At first, Dee’s friendship seems to offer Mary-Eve a way out, but Dee’s life is not without its own darkness. Both girls have demons to vanquish before they can begin to heal. Goobie creates a nebulous world in which the spiritual, the psychological and the physical spill into each other, where apparitions become corporeal and vice-versa.
The book is an uncanny and surreal read: Goobie adeptly taps into the novelty and intensity of being a teenager where things are sensed and felt, rather than known. However, as a reader, I felt a lack of rootedness. While Dee and Mary-Eve/Jez’s relationship is well-drawn and complex, the relationships between the other characters are less tangible. The lyricism and ethereality of Goobie’s language sometimes borders on vagueness and there is a tendency for plot twists to simply happen, somewhat out of the blue.

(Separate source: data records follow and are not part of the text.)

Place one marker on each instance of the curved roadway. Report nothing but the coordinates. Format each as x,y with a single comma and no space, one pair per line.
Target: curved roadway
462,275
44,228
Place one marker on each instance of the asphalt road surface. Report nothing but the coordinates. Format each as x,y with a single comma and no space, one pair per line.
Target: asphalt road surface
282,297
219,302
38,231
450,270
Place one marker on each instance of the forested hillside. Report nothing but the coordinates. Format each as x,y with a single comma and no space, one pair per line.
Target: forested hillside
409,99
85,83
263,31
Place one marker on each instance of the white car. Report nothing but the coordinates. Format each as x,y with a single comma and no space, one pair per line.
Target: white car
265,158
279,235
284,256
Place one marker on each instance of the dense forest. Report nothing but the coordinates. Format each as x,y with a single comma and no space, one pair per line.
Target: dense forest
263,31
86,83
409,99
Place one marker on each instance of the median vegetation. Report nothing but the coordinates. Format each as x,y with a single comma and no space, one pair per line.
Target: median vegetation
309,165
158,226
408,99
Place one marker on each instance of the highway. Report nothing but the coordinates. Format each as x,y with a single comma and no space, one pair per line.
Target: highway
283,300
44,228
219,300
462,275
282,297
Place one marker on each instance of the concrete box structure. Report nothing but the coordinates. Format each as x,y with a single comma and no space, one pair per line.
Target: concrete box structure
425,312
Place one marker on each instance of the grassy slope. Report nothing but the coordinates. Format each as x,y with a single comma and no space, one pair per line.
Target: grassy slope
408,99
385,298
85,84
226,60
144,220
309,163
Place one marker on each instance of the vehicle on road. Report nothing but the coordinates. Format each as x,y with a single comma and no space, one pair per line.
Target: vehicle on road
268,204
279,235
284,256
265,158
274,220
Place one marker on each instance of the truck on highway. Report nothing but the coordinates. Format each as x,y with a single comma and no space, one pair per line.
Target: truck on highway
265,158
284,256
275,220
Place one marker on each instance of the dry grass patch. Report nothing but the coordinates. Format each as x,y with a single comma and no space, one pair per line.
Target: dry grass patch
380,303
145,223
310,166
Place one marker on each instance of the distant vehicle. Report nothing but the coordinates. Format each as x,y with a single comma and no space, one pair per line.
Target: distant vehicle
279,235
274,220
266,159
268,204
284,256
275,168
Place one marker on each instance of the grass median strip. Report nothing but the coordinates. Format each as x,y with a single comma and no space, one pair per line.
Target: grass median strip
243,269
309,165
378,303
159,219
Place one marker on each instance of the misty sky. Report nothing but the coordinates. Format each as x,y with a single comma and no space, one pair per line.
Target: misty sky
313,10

The themes of The First Principles of Dreaming are adult in nature and yet both the novel’s scope and voice struck me as being distinctly for a YA audience. We’re always in the midst of the action, with no sense of a world beyond these teenage lives and no authoritative adult narrator to guide us forward. Like Mary-Eve herself, who seems to inhabit several planes of reality at once, The First Principles of Dreaming straddles the realms of adult and YA fiction, being not quite one and not quite the other.
Julia Leggett is a Victoria-based writer. Her debut short fiction collection, Gone South and Other Ways to Disappear, is available from Mother Tongue Publishing.